PSALM raises $600 million for NPC’s cash requirement

By MYRNA M. VELASCO
November 25, 2009, 4:40pm

The Power Sector Assets and Liabilities Management Corporation (PSALM) already raised $600 million unsecured notes from private placement as part of its cash infusion to sustain the operations of the remaining power plants and defray costs for contracted capacity of the de-monopolized National Power Corporation.

For this particular issue, the company tapped Deutsche Bank, Morgan Stanley & Co. and UBS AG as joint bookrunning managers. The notes issuance will mature in 2024.

The company emphasized that proceeds from the cash offering “will be used for general corporate funding requirements, including servicing payments arising from debt and independent power producer contracts.”

For the planned $1.6 billion debt swap offer for liability management on the outstanding debt obligations of NPC, government sources indicated that this will likely be completed within the week.

Lined up in the proposed debt exchange offer will cover what PSALM considers as ‘old bonds’, such as the $500 million 9.875-percent guaranteed notes due on March 16, 2010; the $700 million zero-coupon guaranteed bonds which is set to lapse on July 12, 2010 and the $400 million guaranteed floating rate note expiring on August 23, 2011.
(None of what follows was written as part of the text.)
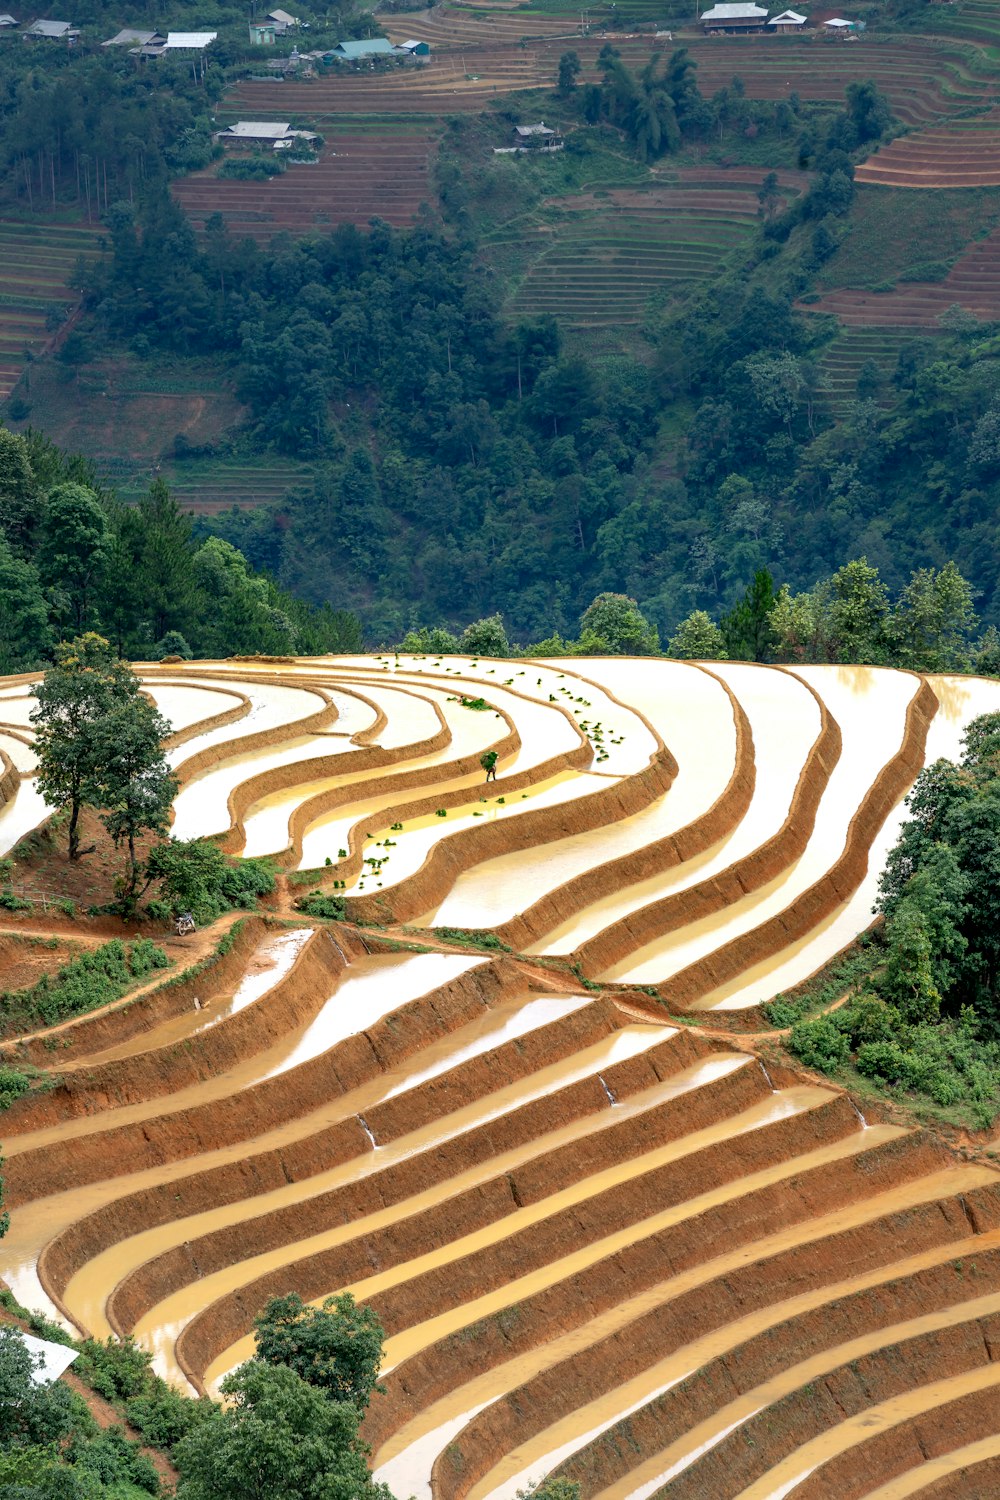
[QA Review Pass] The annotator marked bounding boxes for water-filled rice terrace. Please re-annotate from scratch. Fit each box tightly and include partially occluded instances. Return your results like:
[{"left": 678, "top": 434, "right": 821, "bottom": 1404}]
[{"left": 4, "top": 655, "right": 1000, "bottom": 1497}]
PSALM said its ‘old bonds’ are eligible to be exchanged for newly issued US dollar-denominated guaranteed global bonds due in 2024, or the reopened US dollar-denominated guaranteed global bonds due 2019.

The firm further noted that “the bond exchange offer will help extend the maturity of the existing loans incurred by NPC and which were transferred to PSALM as mandated by Republic Act No. 9136, the Electric Power Industry Reform Act.”
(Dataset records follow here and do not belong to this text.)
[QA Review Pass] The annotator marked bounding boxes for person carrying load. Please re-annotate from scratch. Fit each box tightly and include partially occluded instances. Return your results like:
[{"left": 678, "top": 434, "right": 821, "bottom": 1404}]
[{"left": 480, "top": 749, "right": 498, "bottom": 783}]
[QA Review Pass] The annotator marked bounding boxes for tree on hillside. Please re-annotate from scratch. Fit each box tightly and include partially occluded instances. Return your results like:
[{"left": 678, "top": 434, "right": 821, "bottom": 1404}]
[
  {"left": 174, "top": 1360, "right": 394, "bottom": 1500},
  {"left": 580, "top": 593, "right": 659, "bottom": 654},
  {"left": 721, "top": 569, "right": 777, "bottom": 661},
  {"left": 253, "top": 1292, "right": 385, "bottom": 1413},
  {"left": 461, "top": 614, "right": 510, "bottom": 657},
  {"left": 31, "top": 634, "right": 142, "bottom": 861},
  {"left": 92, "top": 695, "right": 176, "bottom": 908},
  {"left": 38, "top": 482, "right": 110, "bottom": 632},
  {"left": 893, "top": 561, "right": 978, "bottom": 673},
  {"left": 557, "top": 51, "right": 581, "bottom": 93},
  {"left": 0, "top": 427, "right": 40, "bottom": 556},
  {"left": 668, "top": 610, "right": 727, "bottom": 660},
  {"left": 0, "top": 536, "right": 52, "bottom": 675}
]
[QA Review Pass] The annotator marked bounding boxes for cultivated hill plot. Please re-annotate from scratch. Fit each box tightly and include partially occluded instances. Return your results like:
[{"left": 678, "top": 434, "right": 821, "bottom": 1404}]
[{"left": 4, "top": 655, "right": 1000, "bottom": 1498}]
PSALM had gained confidence that its successive debt exchange deals would whet investors’ appetite following recent decision of the Bangko Sentral ng Pilipinas (BSP) relaxing rules for banks and financial institutions which are participating in debt swaps set by government-owned and controlled corporations.

Despite the magnitude of privatization proceeds it fetched from the divestment of the NPC assets, PSALM noted that this will not be enough to retire the outstanding obligations of the power firm.
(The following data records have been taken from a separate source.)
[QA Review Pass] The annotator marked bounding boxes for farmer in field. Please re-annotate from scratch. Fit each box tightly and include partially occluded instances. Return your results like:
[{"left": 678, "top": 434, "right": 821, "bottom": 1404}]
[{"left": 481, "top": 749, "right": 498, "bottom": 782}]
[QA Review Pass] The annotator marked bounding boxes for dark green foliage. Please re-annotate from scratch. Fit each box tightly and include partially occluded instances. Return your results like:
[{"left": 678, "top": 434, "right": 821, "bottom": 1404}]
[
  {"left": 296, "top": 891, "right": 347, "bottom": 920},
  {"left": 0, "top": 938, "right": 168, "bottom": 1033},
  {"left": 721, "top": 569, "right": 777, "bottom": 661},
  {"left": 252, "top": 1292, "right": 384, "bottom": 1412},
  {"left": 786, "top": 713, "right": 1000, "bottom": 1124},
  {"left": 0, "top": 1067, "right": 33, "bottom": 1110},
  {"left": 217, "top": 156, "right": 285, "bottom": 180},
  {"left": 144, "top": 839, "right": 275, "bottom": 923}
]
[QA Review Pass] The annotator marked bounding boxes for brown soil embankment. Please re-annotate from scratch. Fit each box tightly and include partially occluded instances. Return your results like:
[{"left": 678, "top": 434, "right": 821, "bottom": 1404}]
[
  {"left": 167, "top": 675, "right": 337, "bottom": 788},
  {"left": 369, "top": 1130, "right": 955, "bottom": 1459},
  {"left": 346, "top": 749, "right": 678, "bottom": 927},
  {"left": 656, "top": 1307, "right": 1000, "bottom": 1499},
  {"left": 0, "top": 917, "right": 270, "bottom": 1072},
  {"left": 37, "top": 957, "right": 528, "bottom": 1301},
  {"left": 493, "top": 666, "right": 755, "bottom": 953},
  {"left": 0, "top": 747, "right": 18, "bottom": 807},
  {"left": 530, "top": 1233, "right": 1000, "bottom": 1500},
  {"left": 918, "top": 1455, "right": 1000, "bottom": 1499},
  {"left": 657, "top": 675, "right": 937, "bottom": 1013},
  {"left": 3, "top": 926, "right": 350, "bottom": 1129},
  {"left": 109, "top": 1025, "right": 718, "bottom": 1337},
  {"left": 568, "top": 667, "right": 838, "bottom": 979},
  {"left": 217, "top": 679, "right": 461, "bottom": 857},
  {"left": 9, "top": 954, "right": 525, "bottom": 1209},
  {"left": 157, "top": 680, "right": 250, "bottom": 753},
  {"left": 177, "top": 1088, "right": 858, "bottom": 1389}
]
To sustain the viability of the remaining power plants’ operations and keep pace with its contractual obligations, PSALM would also need to tap borrowings as cash flow from operations cannot fully support NPC’s budgetary requirements.

The state-run power firm is still batting for the final approval of its application for basic rate adjustment to bring its rates closer to true costs. The Energy Regulatory Commission (ERC) just previously granted provisional approval on its rate adjustment.

PSALM already made previous prepayments of NPC debts, bringing down the company’s debt level to $5.8 billion as of 2008.